Pourquoi cet ingrédient de notre quotidien est l’avenir du recyclage des déchets alimentaires?
Alors que les boulangers sont assommés par la hausse du prix de la farine de blé qui a gonflé entre 30% et 40%, cet ingrédient de base constitue une nouvelle recette pour recycler les déchets alimentaires.
À Reggio d’Emilie, en Emilie-Romagne, douze tonnes de déchets prenant la forme d’écorces d’oranges, d’ananas, mais aussi de pépins et de peaux de tomates, d’épluchures de carottes ou encore de résidus de céréales, sont livrées chaque mois dans une petite entreprise de seulement cinq salariés qui ont à cœur de réduire le gaspillage alimentaire. Pour mener à bien son objectif, la société Packtin a déposé un brevet qui protège un process de séchage dit à froid, réglé entre 30º et 40º, pour déshydrater tous les déchets.
Ce procédé remplace le processus de lyophilisation auquel a recours aujourd’hui l’industrie de l’agroalimentaire. Pour être parfaitement vertueux, les patrons Riccardo De Leo et Andrea Quartieri n’acceptent que les déchets produits à moins de 150 kilomètres de leur entreprise. Et dans le cas de l’ananas ou des oranges en provenance de Sicile, les fruits sont transformés sur place pour limiter l’empreinte carbone, avant que les écorces ne soient traitées par leur processus exclusif d’extraction. Durant 24 heures, les épluchures sont dépourvues de toutes les molécules d’eau, elle-même récupérée pour alimenter l’usine.
Une technique moins chère
«Non seulement cette technique coûte moins cher que la lyophilisation, mais surtout elle permet de conserver toutes les propriétés nutritionnelles et gustatives des fruits et légumes et parvient même à garder la pectine», nous a confié Andrea Pulvirenti, conseiller scientifique qui a chapeauté le projet d’études des deux fondateurs avant qu’ils ne décident de le transformer en start-up. Et d’ajouter «nous avons conclu récemment un partenariat avec une boulangerie artisanale qui souhaite parfumer ses panettones avec notre farine d’écorces d’oranges».
Les farines de Packtin peuvent être utilisées de diverses façons dans les recettes. Présente à Paris-Nord Villepinte lors du dernier Salon de l’alimentation (SIAL), l’entreprise a aussi démontré aux industriels de l’agroalimentaire qu’ils pouvaient renforcer naturellement la couleur de leurs aliments. Les farines sont en effet de parfaits colorants naturels.
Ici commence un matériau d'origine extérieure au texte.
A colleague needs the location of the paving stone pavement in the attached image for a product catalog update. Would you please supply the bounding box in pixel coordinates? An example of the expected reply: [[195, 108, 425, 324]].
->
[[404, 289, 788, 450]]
Elles peuvent aussi renforcer le goût pour un moindre coût, souligne monsieur Pulvirenti qui illustre son explication avec les pépins et les peaux de tomates qui renferment encore beaucoup de saveur. Dans le cas de l’ananas, il s’agit plutôt d’extraire les fibres pour les utiliser comme conservateur naturel. «En ajoutant la farine d’ananas à des pâtes farcies, on peut les garder jusqu’à trois mois car il n’y aura pas de perte de matières grasses» révèle le scientifique. L’équipe de Packtin imagine même mettre ses farines à profit en tant qu’ingrédients pour fabriquer des enrobages comestibles et réduire ainsi la quantité de déchets.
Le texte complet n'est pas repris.